Smokers pay less than non-smokers cradle to grave; alcoholics also are questionable in their net burden as many have to be dragged into a doctor’s office or rehab; gamblers rarely have effects on society generally except for those who build rackets based on the activity; the obese are simply those who eat too much for whatever reason and can’t be fitted into a niche among the pantheon beyond cultural traditions related to traditional celebrations or family influences.
In short, taxes are a poor form of behavior modification and motives of the modifiers are made highly suspect by this ongoing rearranging of targets.
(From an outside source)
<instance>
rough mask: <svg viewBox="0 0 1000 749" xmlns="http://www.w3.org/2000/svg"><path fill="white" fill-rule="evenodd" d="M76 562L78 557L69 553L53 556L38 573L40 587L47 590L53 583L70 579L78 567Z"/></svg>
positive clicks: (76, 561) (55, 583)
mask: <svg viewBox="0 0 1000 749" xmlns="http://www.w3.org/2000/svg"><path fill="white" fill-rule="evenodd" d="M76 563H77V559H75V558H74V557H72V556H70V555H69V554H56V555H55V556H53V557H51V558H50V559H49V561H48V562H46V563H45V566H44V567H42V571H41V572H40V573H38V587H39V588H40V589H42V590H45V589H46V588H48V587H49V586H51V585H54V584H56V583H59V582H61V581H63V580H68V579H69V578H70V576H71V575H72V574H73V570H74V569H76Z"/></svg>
What makes schemes such as this attractive is the notion that good ideas deserve funding and every tyrant knows that to make it work it must be mandatory; since no one has to smoke or drink booze or gamble but everyone has to eat, a tax on food will guarantee funding regardless of the outcomes.
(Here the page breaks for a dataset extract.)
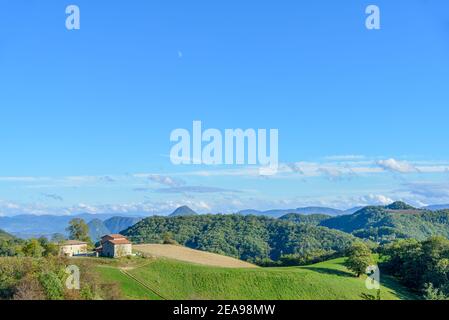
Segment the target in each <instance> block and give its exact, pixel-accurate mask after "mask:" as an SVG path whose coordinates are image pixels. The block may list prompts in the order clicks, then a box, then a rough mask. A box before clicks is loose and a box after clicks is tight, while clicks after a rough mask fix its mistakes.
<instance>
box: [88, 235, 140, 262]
mask: <svg viewBox="0 0 449 320" xmlns="http://www.w3.org/2000/svg"><path fill="white" fill-rule="evenodd" d="M97 252H98V253H99V255H100V256H102V257H108V258H120V257H126V256H130V255H132V243H131V242H130V241H129V240H128V239H126V238H125V237H124V236H122V235H121V234H110V235H106V236H104V237H102V238H101V245H100V247H99V248H97Z"/></svg>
Now comes the hard part and that is selling the idea that such a tax on a need is really only a tax on excess so look for exemptions for certain foods in the beginning with escalating taxes and broader coverage for those items taxed as the movement gathers steam.
You’d think that after being shafted so many times that more people would quit bending over to pick up the pieces.
>.Youd think that after being shafted so many times that more people would quit bending over to pick up the pieces.
History shows the opposite usually happens until some cataclysmic series of events causes change, usually at some very high cost and not always for the better.
We simply get used to it, as currently, our personal sphere shrinks and the public one increasingly encroaches upon ALL facets of our lives.